While direct experimental measurement of infiltrating bacteria remains challenging, the unmapped reads derived from host primary tumor tissue through whole genome sequencing (hWGS) data could allow us to study the pathogenic process involving microbes in colorectal cancer with in situ advantage and no additional cost. In the past, unmapped reads were often overlooked; however, recent studies have proved that they contain crucial microbial information relevant to tumorigenesis (Mangul et al., 2018). Nonetheless, as a consequence of the extremely low abundance of microbial DNA in comparison to host DNA, such research requires the development of rigorous and robust bioinformatics and statistical procedures.
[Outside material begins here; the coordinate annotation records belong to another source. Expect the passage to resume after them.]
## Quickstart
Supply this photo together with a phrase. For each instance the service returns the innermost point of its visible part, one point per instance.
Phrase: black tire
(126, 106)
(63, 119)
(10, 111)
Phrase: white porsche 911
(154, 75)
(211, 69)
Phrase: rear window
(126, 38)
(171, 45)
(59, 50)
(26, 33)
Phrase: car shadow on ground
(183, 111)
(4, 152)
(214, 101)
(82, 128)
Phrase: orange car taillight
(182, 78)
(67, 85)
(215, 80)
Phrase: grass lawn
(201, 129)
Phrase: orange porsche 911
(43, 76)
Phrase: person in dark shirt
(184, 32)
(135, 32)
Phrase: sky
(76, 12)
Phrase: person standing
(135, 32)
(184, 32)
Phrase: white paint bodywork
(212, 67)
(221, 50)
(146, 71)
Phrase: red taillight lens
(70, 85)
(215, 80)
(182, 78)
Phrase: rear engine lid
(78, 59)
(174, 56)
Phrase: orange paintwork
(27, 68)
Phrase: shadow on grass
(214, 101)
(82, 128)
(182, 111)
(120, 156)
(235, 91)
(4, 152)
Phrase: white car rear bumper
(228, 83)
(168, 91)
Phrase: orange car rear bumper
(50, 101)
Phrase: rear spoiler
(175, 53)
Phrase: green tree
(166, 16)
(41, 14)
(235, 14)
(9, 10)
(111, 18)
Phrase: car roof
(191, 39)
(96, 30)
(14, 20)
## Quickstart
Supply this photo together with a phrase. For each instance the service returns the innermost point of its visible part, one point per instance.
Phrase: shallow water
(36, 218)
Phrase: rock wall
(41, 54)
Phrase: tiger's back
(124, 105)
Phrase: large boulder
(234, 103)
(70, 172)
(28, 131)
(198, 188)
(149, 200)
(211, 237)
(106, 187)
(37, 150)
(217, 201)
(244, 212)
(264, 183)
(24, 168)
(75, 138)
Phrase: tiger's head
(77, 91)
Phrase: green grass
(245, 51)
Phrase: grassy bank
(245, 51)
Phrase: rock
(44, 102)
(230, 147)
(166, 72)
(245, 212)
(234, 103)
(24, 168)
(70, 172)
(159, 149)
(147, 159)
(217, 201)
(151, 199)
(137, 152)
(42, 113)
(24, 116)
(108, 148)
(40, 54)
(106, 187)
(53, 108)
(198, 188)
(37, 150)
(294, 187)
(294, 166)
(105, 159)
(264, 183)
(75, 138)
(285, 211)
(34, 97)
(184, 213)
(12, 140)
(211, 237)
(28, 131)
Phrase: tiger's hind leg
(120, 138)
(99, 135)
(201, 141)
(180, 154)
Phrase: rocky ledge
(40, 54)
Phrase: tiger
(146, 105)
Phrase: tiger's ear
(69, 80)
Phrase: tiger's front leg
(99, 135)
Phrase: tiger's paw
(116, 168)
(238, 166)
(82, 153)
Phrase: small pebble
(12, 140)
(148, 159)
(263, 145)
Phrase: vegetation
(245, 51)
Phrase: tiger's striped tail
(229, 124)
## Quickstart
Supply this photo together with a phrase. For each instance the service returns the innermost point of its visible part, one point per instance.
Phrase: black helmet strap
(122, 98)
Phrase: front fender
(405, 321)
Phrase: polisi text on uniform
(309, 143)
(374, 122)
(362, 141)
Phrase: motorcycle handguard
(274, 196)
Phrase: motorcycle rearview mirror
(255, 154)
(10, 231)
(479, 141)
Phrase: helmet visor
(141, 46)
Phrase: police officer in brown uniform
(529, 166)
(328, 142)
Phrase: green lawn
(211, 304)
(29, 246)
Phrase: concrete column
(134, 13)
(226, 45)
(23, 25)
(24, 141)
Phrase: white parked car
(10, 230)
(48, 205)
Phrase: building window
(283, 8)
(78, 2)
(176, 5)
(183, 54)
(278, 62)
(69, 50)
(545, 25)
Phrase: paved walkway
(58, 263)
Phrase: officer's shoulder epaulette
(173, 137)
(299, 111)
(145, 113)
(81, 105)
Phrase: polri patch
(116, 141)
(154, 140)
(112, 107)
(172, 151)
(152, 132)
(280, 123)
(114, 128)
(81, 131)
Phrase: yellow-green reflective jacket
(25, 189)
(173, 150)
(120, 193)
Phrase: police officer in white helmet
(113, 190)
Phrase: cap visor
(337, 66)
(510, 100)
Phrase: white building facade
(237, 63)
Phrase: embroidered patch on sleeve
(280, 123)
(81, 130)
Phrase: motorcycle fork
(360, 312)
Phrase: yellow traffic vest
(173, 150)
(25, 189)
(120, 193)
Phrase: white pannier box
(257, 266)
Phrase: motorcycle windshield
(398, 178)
Our approach was built on a growing number of studies measuring microbes in the biopsies of cancer patients via the reanalysis of reads that were not mapped to the human reference genome. Zhang et al. (2015) used MegaBlast to remap the unmapped reads of whole genome sequences of 27 gastric mucosal biopsies to microbial reference genomes, and they verified a close association between Helicobacter pylori and gastric tumors. Tang and Larsson (2017) conducted high-throughput sequencing to analyze the RNA or DNA from tumor tissues of patients with cervical adenocarcinoma and lymphoma and remapped the unmapped reads to the complete viral reference database to successfully detect known oncogenic viruses, as well as identify new viral strains in those tumors. Loohuis et al. (2018) studied 192 blood transcriptome samples of schizophrenic patients, applied MetaPhlAn to analyze the bacteria using unmapped reads, and identified Planctomycetes and Thermotogae phyla closely associated with schizophrenia.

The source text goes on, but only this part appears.